As we would expect, Isabel approves this idea and extends it by suggesting that the Gini index could be an indicator of the low value of salaries and of the unfairness of profit distribution [32]. Moreover, she pleads for citizens’ claiming mechanisms like the unions, proving once more to be aware of such means of intervention.

Miguel describes the straight-line distribution as the ideal situation. But like Paulo thought before he also believes that it fails to be the real case all over the world [33]. Only Isabel refuses to resign herself to the inevitability of the Gini deviations. She recalls the unions’ role in demanding better salaries and even though knowing about the negative effects of unemployment she still finds possible to reduce injustice and poverty [34]. To her convincing words she obtains the agreement of Paulo who thinks that differences in people’s incomes could be made less flagrant [35]. We can not assure what Paulo is really intending to say. He would prefer to see the gap between the actual line and the straight-line being reduced. But he may just be trying to disguise what he sees as an uncomfortable situation of inequality. Although he is agreeing with Isabel he is probably less committed than she is.


In reflecting upon what these data have shown us, we may notice a clear differentiation in students' attitudes and disposition to critically interpret the ideas involved in the mathematical modelling. In fact, some of the students, especially Isabel, are willing to unveil the reality submersed in the income distribution model, from the very start of the activity.
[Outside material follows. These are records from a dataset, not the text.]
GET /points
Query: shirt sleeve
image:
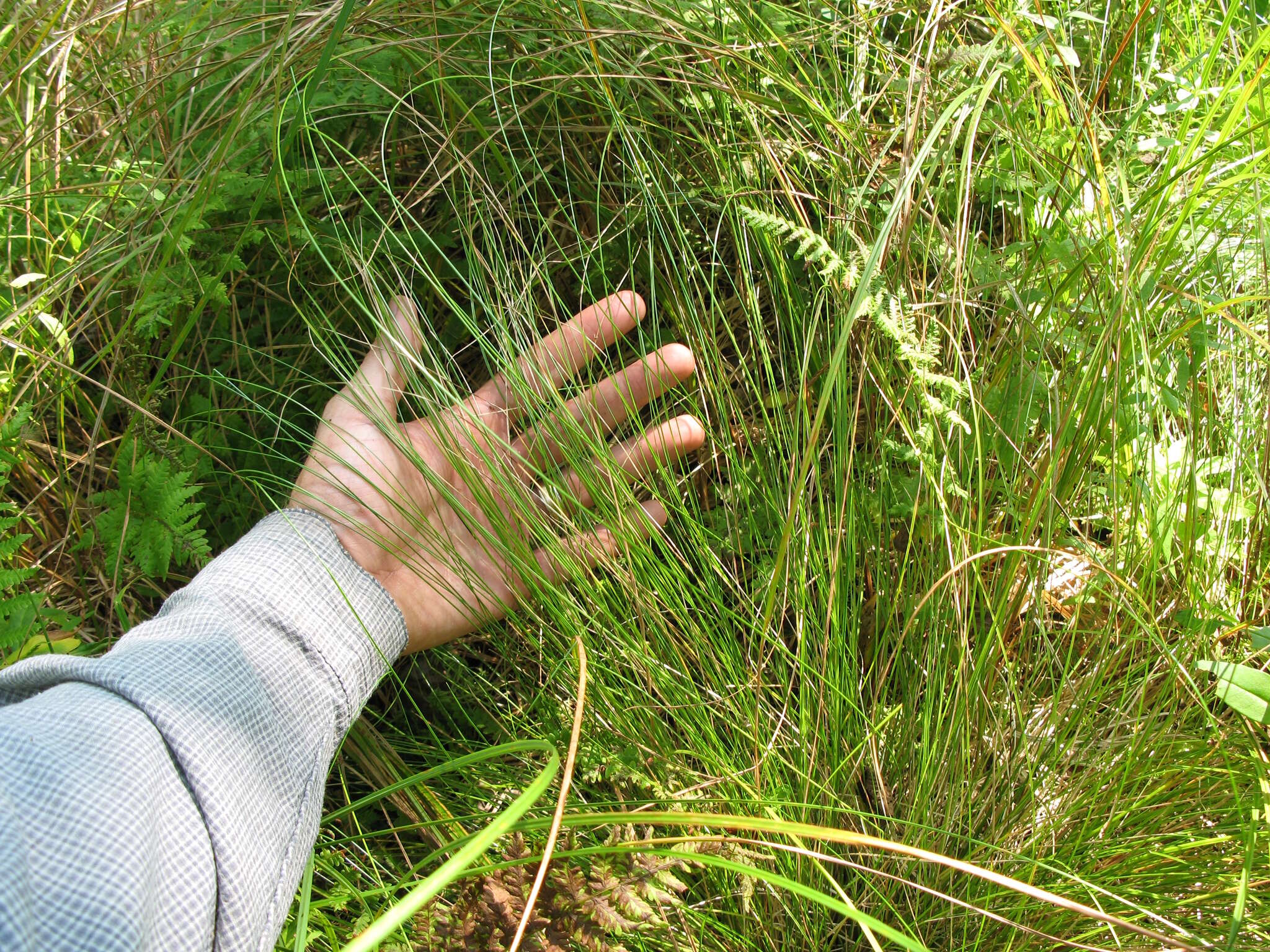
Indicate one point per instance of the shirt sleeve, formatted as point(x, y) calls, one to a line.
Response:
point(167, 795)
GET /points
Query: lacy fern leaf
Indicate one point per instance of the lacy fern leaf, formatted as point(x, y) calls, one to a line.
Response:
point(151, 518)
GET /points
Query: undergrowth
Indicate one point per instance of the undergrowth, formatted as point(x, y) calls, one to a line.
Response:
point(978, 300)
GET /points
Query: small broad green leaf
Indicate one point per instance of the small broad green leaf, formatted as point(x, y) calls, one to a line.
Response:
point(1041, 19)
point(1244, 689)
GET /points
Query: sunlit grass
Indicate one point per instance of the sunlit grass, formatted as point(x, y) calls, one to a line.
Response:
point(863, 617)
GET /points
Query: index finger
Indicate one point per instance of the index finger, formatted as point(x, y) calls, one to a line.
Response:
point(562, 353)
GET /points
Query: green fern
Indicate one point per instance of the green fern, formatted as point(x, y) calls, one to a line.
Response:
point(939, 392)
point(812, 247)
point(151, 519)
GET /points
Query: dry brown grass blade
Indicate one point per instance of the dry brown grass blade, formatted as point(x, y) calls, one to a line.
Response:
point(561, 800)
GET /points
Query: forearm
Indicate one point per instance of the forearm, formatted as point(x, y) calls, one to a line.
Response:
point(249, 678)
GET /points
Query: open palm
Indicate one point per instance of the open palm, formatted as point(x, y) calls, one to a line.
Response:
point(427, 506)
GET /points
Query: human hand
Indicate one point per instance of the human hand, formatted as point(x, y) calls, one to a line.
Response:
point(435, 508)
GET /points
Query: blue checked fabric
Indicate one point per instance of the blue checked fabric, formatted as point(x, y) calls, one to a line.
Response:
point(167, 795)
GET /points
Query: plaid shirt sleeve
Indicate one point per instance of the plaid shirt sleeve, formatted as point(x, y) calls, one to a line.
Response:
point(167, 795)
In contrast, there is also one student – Cristina – who tends to separate the mathematical procedures and results from the real world. She acts as if the model had an abstract nature and she prefers to look at it as a formal entity, which is meant to motivate or illustrate a mathematical exploration.

What happens in the course of the activity reveals a progressive change of attitude towards the acquiring of a critical consciousness. This is a result of an opportunity for students to share information and knowledge, to express their personal points of view on controversial issues, namely on the character, utopian or not, of an equitable distribution of income.

The continuous swinging between mathematics and reality allows for a better understanding of each of them. As a matter of fact, mathematics is working as an instrument to uncover reality in its social, economical and political aspects.

As the activity evolves, more and more elements of a reflective nature are introduced coming down to a critical approach to reality. At a certain point we can see how the entire group is awake to social justice.

The type of task proposal here presented is only a weak example; we must recall that our purpose was just the investigation of students’ construction of meanings. Nevertheless it is strong enough to make us understand how mathematics education can contribute to the development of a democratic competence without assuming the role of indoctrination.